Maybe you need to... “hear the pine-trees and the waterfalls, and explore the caves,”
The Creative Rebellion • Dispatch #008 • 5 min read
When's the last time you went outside for no other reason than to be outside?
No phone, no book, no planned activity. Just you, taking in nature, studying the twisting, reaching branches of trees, feeling the wind against your face, listening to the birds twitter and sing, watching the squirrels leap about, closing your eyes and lifting your head to the sun the feel its warmth...
If you can't remember the last time you did that, do it now. Quit reading this and go.
You have my permission.
I'll wait.
...
If you read last week's dispatch, you know the special place The Lord of the Rings holds in my heart. There's a line from the movie, The Hobbit: An Unexpected Journey, that isn't in any of the books. (If you've spent any time on TikTok or Instagram Reels, you've probably heard it).
Gandalf says to Bilbo:
The world is not in your books and maps. It's out there.
I love that line, but I also have a problem with it.
First, the reason I have a problem with it:
I believe worlds can be created within books. Within movies. Within songs. Within poetry. Art is a creative medium and its canvas is the human imagination. If we cannot imagine something that we've never seen, then where do new things come from?
Worlds can exist within books and maps.
Just look at Middle Earth itself! Tolkien created an entire world, full of history and language, myth and magic, mountains and Shire, hobbits and elves and dwarves and talking trees. In a way, the line seems to contradict the very thing Tolkien created. But before I get too worked up....
That brings us to why I also love the line:
I love it because I understand the need to get out into the real world.

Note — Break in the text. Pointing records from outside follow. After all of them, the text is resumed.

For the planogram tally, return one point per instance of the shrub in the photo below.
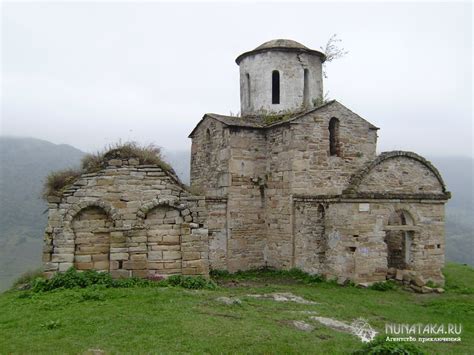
(58, 181)
(384, 285)
(381, 347)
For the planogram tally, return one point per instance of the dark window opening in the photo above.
(334, 146)
(275, 87)
(249, 102)
(306, 88)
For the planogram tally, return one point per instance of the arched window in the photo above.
(306, 88)
(275, 87)
(334, 147)
(249, 102)
(207, 146)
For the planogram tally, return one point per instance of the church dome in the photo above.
(281, 43)
(284, 45)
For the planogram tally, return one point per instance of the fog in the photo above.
(90, 74)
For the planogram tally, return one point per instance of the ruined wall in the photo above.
(299, 163)
(278, 214)
(356, 233)
(129, 219)
(316, 172)
(401, 174)
(210, 153)
(246, 200)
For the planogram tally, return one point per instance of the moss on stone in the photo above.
(58, 181)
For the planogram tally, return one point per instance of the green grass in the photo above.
(174, 319)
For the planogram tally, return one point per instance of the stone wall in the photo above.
(210, 154)
(129, 219)
(287, 202)
(246, 200)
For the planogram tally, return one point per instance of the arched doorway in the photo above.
(91, 228)
(399, 240)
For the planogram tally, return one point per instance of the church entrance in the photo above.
(399, 240)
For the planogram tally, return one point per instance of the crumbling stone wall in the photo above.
(129, 219)
(282, 176)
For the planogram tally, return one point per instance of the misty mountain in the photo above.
(25, 162)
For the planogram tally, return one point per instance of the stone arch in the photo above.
(399, 237)
(173, 202)
(76, 208)
(162, 222)
(357, 178)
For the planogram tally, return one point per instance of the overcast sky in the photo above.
(90, 74)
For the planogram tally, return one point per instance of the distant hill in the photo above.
(458, 175)
(25, 162)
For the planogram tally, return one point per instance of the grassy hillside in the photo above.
(24, 163)
(169, 319)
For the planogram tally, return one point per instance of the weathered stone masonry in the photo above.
(299, 184)
(294, 182)
(129, 219)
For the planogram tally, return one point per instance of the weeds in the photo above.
(384, 285)
(52, 324)
(381, 347)
(58, 181)
(267, 272)
(75, 279)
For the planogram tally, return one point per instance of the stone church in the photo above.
(292, 182)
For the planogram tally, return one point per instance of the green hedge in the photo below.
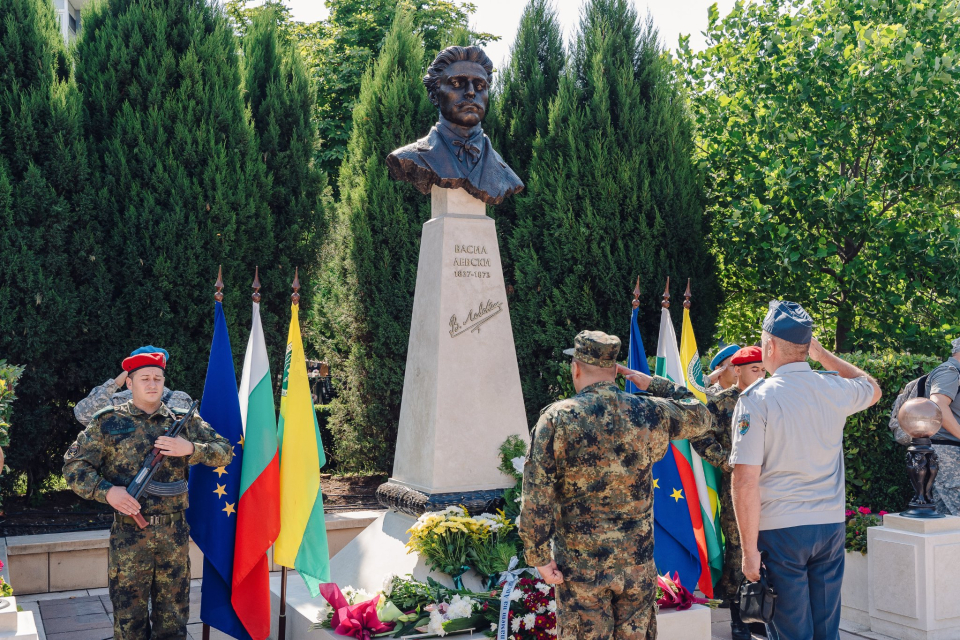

You could say the line from the movie is an adaptation and/or conglomeration of several different passages from The Hobbit and The Lord of the Rings. In fact, there is a passage in The Hobbit that could be summarized with that line of dialogue from Gandalf to Bilbo.
And it's hard to convey internal struggle in a movie, so I get why the writers, Fran Walsh and Philippa Boyens, chose to dramatize this internal scene of Bilbo's as a dialogue:
As [the dwarves] sang the hobbit felt the love of beautiful things made by hands and by cunning and by magic moving through him, a fierce and a jealous love, the desire of the hearts of dwarves. Then something Tookish woke up inside him, and he wished to go and see the great mountains, and hear the pine-trees and the waterfalls, and explore the caves, and wear a sword instead of a walking-stick. He looked out of the window. The stars were out in a dark sky above the trees. He thought of the jewels of the dwarves shining in dark caverns. Suddenly in the wood beyond The Water a flame leapt up—probably somebody lighting a wood-fire—and he thought of plundering dragons settling on his quiet Hill and kindling it all to flames. He shuddered; and very quickly he was plain Mr. Baggins of Bag-End, Under-Hill, again.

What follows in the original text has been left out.